The best security measures check all three boxes, building layers of protection in a seamless, synchronized fashion that keep everyone and everything safe. All of our tools, processes, and systems fit inside these layers:
- Monitoring & detection
- Access controls
No single layer can protect a datacenter environment on its own. Layers often overlap and reinforce each other, creating a truly resilient security program. Here’s a closer look at each layer.
Being mindful about environmental design is key to enabling the detection of threats. Is landscaping impeding security’s view of the surrounding property? Is appropriate signage in place to make it clear who is and isn’t expected to be on property, and where they can and should safely go.
A tried-and-true fence deters and delays intruders. It is the first line of defense, and clearly signals that the area is off limits. Unless your intruder has some impressive vaulting skills, a fence is the best and easiest way to delay intrusion, buying the security team or guard time to respond.
At the perimeter level, to achieve the detection aspect of protection, a simple perimeter fence can be bolstered with monitoring and detection equipment. Motion activated cameras send alerts to the security team, complete with specific details on where the potential intrusion is taking place. In less time than it takes an intruder to get through the fence, a response is activated. With a layer of technology added to the perimeter fence, you have a mechanism for detection and checked all three boxes.
Monitoring & Detection
Cameras are an effective deterrent and detection tool. The presence of cameras causes bad actors to think twice. The function of cameras gives data center operators greater visibility into all areas of the facility.
With smarter cameras coming into play, offering motion detection and robust alerting capabilities so that they support not only deterrence, but provide detection, delivering specific details on areas of vulnerability. This level of detail acts as a force multiplier…be in the right place instead of trying to cover a lot of space.
A variety of other monitoring and detection tools can be leveraged in the datacenter environment including door-held-open and door-forced-open alarms, glass break alarms, and a variety of options to detect intrusion around the property’s perimeter.

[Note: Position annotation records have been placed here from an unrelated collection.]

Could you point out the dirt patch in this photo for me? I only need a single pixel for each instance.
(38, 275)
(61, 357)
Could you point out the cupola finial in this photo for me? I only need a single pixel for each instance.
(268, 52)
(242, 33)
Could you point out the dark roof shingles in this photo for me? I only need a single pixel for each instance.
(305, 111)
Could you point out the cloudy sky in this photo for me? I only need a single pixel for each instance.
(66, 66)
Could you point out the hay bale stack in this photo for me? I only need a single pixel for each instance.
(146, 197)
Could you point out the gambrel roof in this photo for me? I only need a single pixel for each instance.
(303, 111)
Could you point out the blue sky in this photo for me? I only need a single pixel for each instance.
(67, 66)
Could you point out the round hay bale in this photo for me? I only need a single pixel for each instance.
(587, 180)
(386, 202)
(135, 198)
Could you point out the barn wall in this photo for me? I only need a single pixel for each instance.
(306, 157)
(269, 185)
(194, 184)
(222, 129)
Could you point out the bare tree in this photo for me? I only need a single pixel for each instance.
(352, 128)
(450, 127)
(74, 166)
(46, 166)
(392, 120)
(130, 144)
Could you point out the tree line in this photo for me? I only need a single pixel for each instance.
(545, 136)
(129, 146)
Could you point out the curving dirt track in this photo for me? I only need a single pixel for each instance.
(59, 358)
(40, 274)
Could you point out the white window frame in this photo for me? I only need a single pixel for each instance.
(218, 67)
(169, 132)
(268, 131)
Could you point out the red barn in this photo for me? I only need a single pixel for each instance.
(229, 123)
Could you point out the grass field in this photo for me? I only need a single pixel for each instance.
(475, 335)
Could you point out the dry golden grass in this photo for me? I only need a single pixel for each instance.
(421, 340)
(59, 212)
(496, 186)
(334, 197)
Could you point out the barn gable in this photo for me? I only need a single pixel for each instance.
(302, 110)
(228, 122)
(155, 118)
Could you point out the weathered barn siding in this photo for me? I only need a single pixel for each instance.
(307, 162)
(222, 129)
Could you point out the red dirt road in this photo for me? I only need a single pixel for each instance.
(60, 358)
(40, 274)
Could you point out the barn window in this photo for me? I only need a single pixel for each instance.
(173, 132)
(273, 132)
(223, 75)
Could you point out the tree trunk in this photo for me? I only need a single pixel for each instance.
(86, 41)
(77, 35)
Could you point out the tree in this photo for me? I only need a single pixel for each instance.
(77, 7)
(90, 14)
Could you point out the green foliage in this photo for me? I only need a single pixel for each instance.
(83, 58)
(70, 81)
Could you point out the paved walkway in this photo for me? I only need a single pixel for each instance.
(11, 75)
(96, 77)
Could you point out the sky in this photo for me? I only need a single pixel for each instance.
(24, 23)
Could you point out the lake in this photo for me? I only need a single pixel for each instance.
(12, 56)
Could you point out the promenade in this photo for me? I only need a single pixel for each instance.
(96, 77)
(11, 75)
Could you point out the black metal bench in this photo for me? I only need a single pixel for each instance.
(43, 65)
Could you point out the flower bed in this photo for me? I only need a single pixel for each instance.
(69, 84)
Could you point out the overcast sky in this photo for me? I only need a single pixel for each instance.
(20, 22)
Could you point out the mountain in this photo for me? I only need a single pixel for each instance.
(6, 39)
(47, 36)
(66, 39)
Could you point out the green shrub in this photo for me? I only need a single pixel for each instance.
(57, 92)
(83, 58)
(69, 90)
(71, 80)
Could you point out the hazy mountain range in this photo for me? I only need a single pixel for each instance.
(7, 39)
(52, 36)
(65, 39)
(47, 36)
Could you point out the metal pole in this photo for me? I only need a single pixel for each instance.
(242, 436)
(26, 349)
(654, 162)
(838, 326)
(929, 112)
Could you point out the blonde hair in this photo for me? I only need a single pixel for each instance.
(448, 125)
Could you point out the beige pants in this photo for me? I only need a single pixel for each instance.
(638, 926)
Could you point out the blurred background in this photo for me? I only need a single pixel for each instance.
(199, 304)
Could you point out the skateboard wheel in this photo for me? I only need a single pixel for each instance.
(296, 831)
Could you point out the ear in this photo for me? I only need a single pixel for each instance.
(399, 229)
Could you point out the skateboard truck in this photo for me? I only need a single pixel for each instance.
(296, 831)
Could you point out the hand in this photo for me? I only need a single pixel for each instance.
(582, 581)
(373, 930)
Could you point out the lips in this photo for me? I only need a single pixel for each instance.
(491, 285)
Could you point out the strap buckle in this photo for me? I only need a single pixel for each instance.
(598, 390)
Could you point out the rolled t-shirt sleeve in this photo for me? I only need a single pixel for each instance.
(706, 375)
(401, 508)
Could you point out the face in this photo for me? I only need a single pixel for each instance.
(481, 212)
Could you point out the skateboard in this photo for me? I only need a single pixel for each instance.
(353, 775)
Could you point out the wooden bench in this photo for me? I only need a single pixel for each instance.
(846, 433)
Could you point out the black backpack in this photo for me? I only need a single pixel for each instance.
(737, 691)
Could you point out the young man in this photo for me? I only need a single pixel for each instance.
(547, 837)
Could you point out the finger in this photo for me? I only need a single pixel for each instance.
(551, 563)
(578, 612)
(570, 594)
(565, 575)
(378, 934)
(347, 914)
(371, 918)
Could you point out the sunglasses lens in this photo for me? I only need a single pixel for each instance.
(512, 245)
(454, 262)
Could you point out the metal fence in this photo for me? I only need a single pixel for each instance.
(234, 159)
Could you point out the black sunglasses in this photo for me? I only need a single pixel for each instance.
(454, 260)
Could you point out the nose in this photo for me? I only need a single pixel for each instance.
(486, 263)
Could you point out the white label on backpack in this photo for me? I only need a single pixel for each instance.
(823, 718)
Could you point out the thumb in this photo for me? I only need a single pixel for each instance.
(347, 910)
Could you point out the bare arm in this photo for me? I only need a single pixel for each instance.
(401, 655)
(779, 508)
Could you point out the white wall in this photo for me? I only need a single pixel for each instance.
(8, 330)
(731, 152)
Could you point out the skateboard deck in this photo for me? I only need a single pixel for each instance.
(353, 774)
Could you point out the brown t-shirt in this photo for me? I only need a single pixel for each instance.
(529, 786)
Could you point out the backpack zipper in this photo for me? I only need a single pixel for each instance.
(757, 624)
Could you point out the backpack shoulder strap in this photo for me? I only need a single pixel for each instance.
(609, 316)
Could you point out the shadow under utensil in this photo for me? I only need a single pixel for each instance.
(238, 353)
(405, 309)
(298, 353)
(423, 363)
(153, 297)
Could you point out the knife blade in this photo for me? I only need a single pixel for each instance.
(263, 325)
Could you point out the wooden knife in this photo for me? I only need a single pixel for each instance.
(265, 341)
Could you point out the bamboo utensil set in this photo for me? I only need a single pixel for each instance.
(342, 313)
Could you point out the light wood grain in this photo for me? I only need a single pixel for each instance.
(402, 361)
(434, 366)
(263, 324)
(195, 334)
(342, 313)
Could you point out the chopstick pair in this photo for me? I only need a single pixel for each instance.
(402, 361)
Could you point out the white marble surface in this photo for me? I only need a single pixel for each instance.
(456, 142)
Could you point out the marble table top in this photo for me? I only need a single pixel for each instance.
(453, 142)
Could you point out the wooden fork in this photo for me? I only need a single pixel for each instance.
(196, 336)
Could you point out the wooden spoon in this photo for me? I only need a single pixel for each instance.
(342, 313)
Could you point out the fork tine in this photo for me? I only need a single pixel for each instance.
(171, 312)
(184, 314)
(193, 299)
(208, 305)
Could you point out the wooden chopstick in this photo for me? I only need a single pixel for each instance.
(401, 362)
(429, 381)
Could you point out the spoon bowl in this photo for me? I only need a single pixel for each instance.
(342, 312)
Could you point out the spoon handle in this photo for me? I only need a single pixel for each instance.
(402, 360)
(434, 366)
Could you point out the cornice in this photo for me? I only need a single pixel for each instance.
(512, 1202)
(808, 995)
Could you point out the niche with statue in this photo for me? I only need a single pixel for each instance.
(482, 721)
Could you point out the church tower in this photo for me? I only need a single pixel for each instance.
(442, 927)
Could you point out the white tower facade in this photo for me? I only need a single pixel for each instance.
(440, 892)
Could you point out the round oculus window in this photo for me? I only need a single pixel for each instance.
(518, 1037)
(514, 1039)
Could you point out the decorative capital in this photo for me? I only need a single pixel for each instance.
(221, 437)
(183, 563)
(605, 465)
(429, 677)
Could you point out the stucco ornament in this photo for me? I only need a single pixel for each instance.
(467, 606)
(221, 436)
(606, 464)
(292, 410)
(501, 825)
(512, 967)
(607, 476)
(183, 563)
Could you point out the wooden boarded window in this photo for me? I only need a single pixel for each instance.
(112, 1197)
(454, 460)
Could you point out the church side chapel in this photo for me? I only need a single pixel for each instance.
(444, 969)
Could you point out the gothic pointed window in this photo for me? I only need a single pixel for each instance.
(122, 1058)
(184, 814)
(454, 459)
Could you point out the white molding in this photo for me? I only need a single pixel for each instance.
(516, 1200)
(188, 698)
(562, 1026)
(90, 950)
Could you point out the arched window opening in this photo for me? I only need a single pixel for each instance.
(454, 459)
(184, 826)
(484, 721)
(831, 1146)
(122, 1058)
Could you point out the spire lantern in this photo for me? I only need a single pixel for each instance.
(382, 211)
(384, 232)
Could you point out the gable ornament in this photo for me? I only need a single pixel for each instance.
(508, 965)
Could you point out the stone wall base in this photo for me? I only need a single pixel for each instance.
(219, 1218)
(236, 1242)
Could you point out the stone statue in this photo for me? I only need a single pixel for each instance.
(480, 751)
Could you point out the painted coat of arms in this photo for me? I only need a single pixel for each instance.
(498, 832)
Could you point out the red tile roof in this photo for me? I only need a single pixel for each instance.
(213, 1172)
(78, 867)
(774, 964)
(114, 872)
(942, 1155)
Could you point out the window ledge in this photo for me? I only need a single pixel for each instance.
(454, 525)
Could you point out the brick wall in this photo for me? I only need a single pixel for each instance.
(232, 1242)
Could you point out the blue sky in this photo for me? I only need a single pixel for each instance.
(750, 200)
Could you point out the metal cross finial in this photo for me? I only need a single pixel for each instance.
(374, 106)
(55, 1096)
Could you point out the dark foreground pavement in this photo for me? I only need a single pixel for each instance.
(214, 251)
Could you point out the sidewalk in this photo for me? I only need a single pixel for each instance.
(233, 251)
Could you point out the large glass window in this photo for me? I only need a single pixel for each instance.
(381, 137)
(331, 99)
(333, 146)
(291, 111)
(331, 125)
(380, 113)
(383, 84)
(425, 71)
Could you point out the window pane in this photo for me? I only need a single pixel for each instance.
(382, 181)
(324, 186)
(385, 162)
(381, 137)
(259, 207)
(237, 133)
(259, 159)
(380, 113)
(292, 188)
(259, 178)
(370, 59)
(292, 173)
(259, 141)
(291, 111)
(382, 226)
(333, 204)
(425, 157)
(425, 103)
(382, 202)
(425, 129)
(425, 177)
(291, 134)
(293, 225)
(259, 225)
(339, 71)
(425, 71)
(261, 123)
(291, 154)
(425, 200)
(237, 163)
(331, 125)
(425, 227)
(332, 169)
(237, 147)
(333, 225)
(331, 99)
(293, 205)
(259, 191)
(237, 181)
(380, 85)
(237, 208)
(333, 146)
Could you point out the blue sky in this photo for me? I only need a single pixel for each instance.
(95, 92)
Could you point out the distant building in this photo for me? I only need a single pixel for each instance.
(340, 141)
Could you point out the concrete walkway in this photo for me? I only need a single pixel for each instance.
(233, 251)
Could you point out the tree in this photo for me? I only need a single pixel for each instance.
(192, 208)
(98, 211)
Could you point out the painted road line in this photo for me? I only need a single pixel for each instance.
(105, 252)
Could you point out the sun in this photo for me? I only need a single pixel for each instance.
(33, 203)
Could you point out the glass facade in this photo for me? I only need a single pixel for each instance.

Data centers are unique in that they really don’t get a lot of foot traffic. The number of people coming and going is relatively low and easy to control. Access gates, badge readers and intercoms go a long way toward deterring, detecting, and delaying issues and incidents. Access controls make it easy to keep bad actors at bay and know exactly who entered which area of a facility and intervene if people are out of place.
Data center industry best practice is to intentionally place multiple security “touchpoints” before a person can be standing inside of a data hall. These touchpoints usually are some form of authentication, like a badge reader. If the environment is more sensitive and/or the customer requires a more advanced level of authentication, there are opportunities to enhance the sophistication of touchpoints with a dual factor authentication system that may include a biometric authentication.
Security personnel play a vital role throughout every layer of proactive protections in place. It is vital to ensure that security personnel are equipped with good information, and a clearly defined and relatively simple set of processes and procedures. With that, they can make smart decisions and reliably deliver an effective response. In the future, we’ll see more mechanized responses — from robots and drones — to minimize risk to human life. But security personnel will continue to drive decision making when it comes to securing facilities.
In providing physical security, it is imperative to have the right tools, technologies, and teams to deter, detect and delay harmful events. The layers are critical to fortify and solidify what you value.